“Bestellen Sie im Restaurant lieber Fisch oder Fleisch?” Eine solche Frage heißt Alternativfrage: Der Interviewer bietet zwei oder mehr Antwortmöglichkeiten. Es kann selbstverständlich auch passieren, dass
die Interviewte sich für keine dieser Möglichkeiten entscheidet – und zum Beispiel antwortet: “Ich bin Vegetarierin.”
Mit klug gewählten Antwortmöglichkeiten kann der Interviewer seine Gesprächspartnerin dazu bringen, Position zu beziehen – und damit einen Anknüpfungspunkt zu geben für Fragen nach dem Wieso und Warum. Für die Leser sind manche der Alternativen vielleicht sogar direkt mit bestimmten Werten besetzt. “Trinken Sie Rotwein, Bier oder Champagner?”, “Spielst du lieber im kleinen Club oder im Stadion?”, “Was passt eher zu Ihnen: progressiv, nonkonformistisch oder rebellisch?”

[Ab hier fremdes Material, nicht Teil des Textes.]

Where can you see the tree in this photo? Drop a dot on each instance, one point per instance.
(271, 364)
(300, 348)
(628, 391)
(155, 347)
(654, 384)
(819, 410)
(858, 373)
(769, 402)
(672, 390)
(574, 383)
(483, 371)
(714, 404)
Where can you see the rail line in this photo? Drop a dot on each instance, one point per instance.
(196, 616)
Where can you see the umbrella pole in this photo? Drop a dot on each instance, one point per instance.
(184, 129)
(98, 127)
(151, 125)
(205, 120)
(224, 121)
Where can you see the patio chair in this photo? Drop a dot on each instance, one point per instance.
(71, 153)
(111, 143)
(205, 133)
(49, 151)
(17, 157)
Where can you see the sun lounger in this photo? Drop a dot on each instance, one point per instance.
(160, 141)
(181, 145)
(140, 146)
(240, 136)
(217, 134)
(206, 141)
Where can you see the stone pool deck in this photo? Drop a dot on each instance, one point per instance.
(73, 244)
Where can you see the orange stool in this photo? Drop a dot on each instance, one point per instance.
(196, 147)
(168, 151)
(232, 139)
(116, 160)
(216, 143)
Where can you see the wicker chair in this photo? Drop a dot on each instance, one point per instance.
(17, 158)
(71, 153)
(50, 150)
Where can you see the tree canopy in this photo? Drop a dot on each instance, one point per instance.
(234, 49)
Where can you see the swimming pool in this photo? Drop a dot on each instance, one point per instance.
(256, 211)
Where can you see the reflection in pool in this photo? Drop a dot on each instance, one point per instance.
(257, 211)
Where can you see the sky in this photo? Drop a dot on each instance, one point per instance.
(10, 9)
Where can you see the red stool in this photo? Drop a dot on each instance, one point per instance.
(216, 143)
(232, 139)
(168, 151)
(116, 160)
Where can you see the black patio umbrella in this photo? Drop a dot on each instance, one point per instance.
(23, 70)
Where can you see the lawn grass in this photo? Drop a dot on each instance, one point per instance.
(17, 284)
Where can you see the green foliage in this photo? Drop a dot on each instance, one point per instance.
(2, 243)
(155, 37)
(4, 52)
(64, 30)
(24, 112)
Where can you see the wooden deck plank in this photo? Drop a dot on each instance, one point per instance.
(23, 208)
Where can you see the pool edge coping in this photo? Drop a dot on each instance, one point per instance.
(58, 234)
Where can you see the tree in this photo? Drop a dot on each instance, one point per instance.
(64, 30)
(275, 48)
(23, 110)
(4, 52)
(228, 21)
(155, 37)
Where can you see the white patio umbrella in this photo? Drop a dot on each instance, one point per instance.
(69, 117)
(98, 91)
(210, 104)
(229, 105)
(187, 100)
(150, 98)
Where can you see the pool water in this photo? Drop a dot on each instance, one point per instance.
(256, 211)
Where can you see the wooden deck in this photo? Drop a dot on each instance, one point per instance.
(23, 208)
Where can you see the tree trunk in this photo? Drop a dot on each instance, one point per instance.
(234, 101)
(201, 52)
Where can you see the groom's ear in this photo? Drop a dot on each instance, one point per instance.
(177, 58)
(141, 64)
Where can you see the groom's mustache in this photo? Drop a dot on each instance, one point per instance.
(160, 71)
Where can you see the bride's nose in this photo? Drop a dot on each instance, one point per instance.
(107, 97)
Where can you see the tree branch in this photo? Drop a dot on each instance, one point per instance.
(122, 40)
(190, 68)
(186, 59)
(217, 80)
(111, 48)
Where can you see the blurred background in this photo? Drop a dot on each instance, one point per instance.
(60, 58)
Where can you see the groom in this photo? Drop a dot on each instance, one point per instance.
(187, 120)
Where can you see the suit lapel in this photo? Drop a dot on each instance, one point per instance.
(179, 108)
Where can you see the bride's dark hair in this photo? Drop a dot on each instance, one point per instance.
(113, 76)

Hier hat die Interviewte die Wahl – trotzdem gehört diese Frageform zu den geschlossenen Fragen. Sie bewegt die Interviewte dazu, etwas eindeutig zuzuordnen oder sich abzugrenzen. Man kann dabei eng am Gesprächsthema oder an persönlichen Daten der Interviewten bleiben und ganz nebenbei zeigen, dass man sich vorher genau mit ihr auseinandergesetzt hat – oder sie mit etwas Ungewöhnlichem überraschen. Läuft das Interview etwas zäh, kann eine Alternativfrage das Gespräch auch auflockern und Anknüpfungspunkte oder Inspiration bieten.